Waiting until after publish is worse. Once a repo, post, release note, screenshot, or exported bundle is public, cleanup becomes incident response.

The reliable middle ground is a publish boundary:

private workspace stays useful
staged artifact gets deterministic replacements
scanner blocks known leak classes
human reviews the scrubbed diff
release proceeds only after the artifact is public-safe

This is a workflow, not a prompt. The model may help write, but deterministic tools decide what crosses the boundary.

Prerequisites

A deterministic scrubber such as ../templates/scrubbers/scrub-content.sh
A scanner such as content-guard
A staging directory, git branch, draft folder, or export bundle that represents the outbound artifact
A replacement policy for each leak class
Someone willing to review the scrubbed diff before publishing

Before / After

Before:

Private notes are copied into public docs by hand.
Screenshots and exports may include paths, account labels, or internal endpoints.
Scrubbing happens as a vague “look it over” step.
Git hooks catch some issues, but only when the artifact is already in a repo.
A model rewrite can remove too much or miss exact identifiers.

After:

Every public artifact passes through a staging boundary.
Regex replacements are previewed before being applied.
content-guard blocks hard leaks and reports warnings.
Human review checks meaning, tone, and false positives.
The final artifact is safe enough to commit, publish, attach, or send.

Implementation

1. Define the artifact boundary

Pick one folder or branch where content becomes publishable. The boundary should be boring and visible:

drafts/private/        source notes, transcripts, raw agent output
staging/public/        scrubbed artifact, ready for review
published/             final copies, release bundle, or committed files

For a git repo, the boundary can be the working tree plus pre-push hook. For blog posts, newsletters, screenshots, or exported PDFs, use a staging folder before upload.

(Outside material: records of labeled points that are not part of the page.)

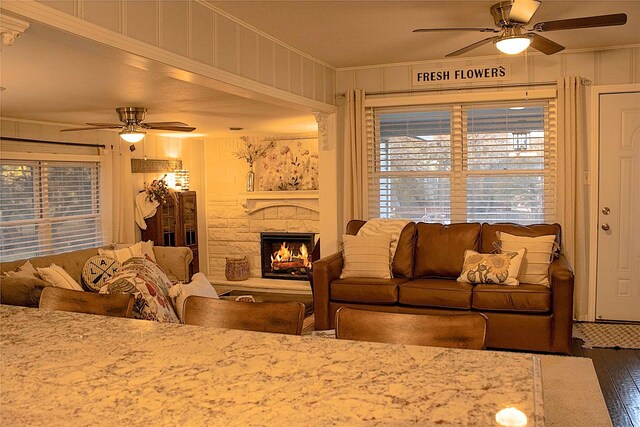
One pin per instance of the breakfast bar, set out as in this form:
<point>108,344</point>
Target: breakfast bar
<point>60,368</point>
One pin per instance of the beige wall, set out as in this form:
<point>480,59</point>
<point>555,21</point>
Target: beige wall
<point>602,67</point>
<point>197,32</point>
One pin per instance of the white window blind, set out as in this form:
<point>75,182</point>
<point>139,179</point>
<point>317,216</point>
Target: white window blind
<point>490,162</point>
<point>48,207</point>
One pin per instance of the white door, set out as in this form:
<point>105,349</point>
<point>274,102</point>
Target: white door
<point>618,276</point>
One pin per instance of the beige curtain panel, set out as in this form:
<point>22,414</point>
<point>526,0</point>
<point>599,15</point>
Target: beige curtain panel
<point>355,156</point>
<point>573,194</point>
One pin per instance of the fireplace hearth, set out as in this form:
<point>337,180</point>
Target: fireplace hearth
<point>286,255</point>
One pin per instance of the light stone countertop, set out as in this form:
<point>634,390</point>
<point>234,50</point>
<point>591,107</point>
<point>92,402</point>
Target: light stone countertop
<point>61,368</point>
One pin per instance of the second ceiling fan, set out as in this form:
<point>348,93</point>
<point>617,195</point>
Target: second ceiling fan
<point>511,17</point>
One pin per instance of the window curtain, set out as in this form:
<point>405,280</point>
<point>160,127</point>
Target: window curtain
<point>573,194</point>
<point>121,202</point>
<point>355,156</point>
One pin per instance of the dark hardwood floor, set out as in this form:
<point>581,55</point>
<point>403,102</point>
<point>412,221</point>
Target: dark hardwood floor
<point>619,374</point>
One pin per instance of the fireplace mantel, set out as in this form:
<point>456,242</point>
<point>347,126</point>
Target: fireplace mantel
<point>258,200</point>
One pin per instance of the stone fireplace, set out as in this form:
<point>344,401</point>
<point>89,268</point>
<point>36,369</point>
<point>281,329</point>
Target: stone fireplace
<point>286,255</point>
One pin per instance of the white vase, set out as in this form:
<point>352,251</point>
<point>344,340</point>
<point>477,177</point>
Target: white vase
<point>250,180</point>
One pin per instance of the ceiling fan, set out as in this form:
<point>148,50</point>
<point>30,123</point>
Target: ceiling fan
<point>132,125</point>
<point>510,18</point>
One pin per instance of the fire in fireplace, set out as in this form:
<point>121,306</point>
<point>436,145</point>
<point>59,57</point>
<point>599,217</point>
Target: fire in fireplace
<point>286,255</point>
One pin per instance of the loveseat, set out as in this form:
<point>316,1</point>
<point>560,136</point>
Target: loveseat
<point>427,262</point>
<point>174,261</point>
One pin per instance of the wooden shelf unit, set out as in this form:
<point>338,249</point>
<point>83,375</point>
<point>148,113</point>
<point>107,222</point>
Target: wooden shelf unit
<point>169,227</point>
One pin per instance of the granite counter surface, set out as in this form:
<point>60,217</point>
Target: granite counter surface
<point>62,368</point>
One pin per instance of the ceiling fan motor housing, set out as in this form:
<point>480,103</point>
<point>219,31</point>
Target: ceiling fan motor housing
<point>131,115</point>
<point>500,12</point>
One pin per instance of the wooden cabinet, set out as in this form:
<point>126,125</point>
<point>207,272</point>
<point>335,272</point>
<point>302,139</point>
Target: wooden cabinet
<point>172,226</point>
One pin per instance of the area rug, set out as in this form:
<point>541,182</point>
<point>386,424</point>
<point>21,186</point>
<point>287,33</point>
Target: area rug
<point>607,335</point>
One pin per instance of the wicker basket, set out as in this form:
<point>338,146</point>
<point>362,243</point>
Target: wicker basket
<point>237,269</point>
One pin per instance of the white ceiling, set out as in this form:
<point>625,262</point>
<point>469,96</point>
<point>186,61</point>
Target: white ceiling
<point>354,33</point>
<point>55,77</point>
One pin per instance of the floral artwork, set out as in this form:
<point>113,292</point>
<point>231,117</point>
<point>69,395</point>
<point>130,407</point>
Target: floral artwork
<point>253,151</point>
<point>289,166</point>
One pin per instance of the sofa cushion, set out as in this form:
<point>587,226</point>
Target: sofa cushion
<point>523,298</point>
<point>489,237</point>
<point>21,290</point>
<point>146,280</point>
<point>402,264</point>
<point>372,291</point>
<point>366,256</point>
<point>440,248</point>
<point>535,267</point>
<point>442,293</point>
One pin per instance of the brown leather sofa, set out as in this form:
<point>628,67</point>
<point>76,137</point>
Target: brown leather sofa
<point>426,264</point>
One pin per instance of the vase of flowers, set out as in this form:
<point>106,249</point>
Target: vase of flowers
<point>251,152</point>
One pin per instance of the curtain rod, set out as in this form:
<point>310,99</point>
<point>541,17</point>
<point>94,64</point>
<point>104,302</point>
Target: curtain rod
<point>340,95</point>
<point>77,144</point>
<point>290,139</point>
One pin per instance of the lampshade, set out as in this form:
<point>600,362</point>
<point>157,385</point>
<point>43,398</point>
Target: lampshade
<point>514,44</point>
<point>132,136</point>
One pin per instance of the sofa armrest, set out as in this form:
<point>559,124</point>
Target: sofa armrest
<point>561,281</point>
<point>325,270</point>
<point>174,261</point>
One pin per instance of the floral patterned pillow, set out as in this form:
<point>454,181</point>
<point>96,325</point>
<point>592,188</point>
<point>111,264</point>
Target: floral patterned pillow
<point>492,268</point>
<point>149,284</point>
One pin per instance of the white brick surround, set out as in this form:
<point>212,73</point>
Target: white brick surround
<point>232,231</point>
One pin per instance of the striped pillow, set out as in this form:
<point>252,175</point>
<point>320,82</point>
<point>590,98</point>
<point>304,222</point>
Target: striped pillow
<point>535,266</point>
<point>366,256</point>
<point>122,255</point>
<point>58,277</point>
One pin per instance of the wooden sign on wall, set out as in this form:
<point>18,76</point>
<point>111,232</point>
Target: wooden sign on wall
<point>427,75</point>
<point>154,166</point>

The point is to avoid asking “did we scrub this?” after the fact. If it leaves through staging/public/, it gets scrubbed.

2. Choose leak classes

Start with leak classes that have mechanical patterns:

Leak class	Examples to catch	Replacement
private infrastructure	hostnames, private service names, local endpoints	`[redacted-service]`
network details	private IPs, loopback URLs, internal ports	`[redacted-endpoint]`
operator identity	emails, handles, account names, phone numbers	`[redacted-identity]`
filesystem paths	home paths, repo paths, auth paths, profile paths	`[redacted-path]`
channels and chat targets	channel IDs, webhook names, routing labels	`[redacted-channel]`
secrets	tokens, keys, cookies, auth headers	`[redacted-secret]`

Do not make one giant replacement. Stable placeholders preserve meaning while hiding the private detail.

3. Keep rules deterministic

Use explicit rules, not a model rewrite pass, for first-line scrubbing. The template rule file is tab-separated:

# pattern	replacement
user@[A-Za-z0-9._-]+	[redacted-target]
channel:[A-Za-z0-9_-]+	[redacted-channel]
/home/[A-Za-z0-9._-]+/[A-Za-z0-9._/-]+	[redacted-path]

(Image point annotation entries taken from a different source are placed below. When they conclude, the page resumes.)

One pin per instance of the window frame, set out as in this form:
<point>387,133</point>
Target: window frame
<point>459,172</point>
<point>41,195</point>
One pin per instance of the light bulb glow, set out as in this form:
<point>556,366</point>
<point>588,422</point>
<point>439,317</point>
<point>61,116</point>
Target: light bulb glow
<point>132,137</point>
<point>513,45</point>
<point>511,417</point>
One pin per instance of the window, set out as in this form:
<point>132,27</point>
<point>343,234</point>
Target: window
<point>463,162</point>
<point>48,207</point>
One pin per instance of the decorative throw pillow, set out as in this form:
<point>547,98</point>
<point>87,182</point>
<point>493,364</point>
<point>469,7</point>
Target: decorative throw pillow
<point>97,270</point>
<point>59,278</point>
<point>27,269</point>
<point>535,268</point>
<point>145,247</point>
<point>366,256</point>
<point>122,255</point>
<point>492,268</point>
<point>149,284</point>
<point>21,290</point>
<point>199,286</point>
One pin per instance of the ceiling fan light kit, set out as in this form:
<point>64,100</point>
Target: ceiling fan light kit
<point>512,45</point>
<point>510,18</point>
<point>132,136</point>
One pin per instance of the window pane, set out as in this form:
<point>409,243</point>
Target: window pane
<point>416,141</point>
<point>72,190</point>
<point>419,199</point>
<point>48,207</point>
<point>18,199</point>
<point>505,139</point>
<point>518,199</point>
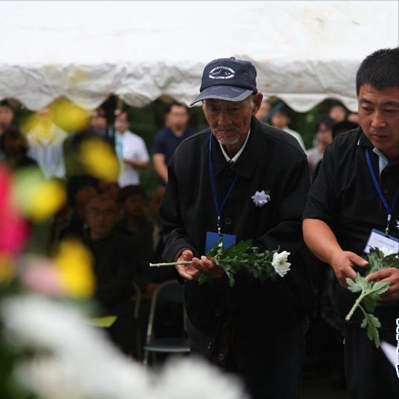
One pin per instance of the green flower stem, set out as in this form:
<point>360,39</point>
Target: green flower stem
<point>169,264</point>
<point>356,304</point>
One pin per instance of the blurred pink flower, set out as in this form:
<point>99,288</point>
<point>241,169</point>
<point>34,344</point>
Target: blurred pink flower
<point>40,275</point>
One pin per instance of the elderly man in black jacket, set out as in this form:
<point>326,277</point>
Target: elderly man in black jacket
<point>240,180</point>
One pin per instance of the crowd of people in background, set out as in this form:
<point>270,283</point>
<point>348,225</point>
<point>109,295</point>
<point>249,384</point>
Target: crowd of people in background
<point>133,212</point>
<point>119,220</point>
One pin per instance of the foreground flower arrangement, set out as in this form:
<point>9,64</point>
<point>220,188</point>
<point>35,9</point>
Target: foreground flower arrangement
<point>48,348</point>
<point>370,291</point>
<point>69,359</point>
<point>242,257</point>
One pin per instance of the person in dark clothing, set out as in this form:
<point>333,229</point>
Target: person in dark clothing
<point>353,200</point>
<point>166,140</point>
<point>248,180</point>
<point>14,149</point>
<point>114,268</point>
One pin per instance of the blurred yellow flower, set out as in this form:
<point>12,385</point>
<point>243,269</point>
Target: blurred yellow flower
<point>37,197</point>
<point>99,160</point>
<point>74,264</point>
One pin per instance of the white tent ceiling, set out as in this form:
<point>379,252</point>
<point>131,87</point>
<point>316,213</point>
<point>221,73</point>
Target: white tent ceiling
<point>304,51</point>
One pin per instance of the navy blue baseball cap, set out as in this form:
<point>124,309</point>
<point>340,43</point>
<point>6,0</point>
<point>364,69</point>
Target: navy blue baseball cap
<point>227,79</point>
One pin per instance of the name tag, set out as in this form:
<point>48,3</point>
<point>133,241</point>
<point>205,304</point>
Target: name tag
<point>378,239</point>
<point>226,240</point>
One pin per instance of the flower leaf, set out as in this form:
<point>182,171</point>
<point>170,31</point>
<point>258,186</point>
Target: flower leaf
<point>244,257</point>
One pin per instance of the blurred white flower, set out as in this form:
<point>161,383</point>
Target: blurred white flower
<point>193,378</point>
<point>280,264</point>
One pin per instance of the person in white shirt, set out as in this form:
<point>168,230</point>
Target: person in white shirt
<point>131,150</point>
<point>45,141</point>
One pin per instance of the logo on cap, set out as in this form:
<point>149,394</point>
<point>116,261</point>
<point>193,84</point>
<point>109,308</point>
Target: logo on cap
<point>222,72</point>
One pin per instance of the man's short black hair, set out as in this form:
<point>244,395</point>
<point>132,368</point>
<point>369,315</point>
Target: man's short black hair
<point>379,70</point>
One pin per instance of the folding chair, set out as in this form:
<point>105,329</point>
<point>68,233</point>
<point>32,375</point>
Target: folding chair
<point>137,302</point>
<point>173,292</point>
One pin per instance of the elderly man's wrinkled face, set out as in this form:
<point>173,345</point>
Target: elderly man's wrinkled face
<point>230,121</point>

Project-specific rules should live outside public templates when they contain private terms:

export SCRUB_RULES="$HOME/.config/publication-scrub/rules.tsv"

Keep the public template generic. Keep private names in local config.

4. Preview before applying

Run the scrubber in preview mode first:

templates/scrubbers/scrub-content.sh staging/public/

Review the diff. If it is correct, apply it:

templates/scrubbers/scrub-content.sh --apply staging/public/

Then review the git diff or file diff again. A scrubber that destroys meaning is a different kind of bug.

5. Run the scanner after the scrubber

The scrubber normalizes known patterns. The scanner catches the rest.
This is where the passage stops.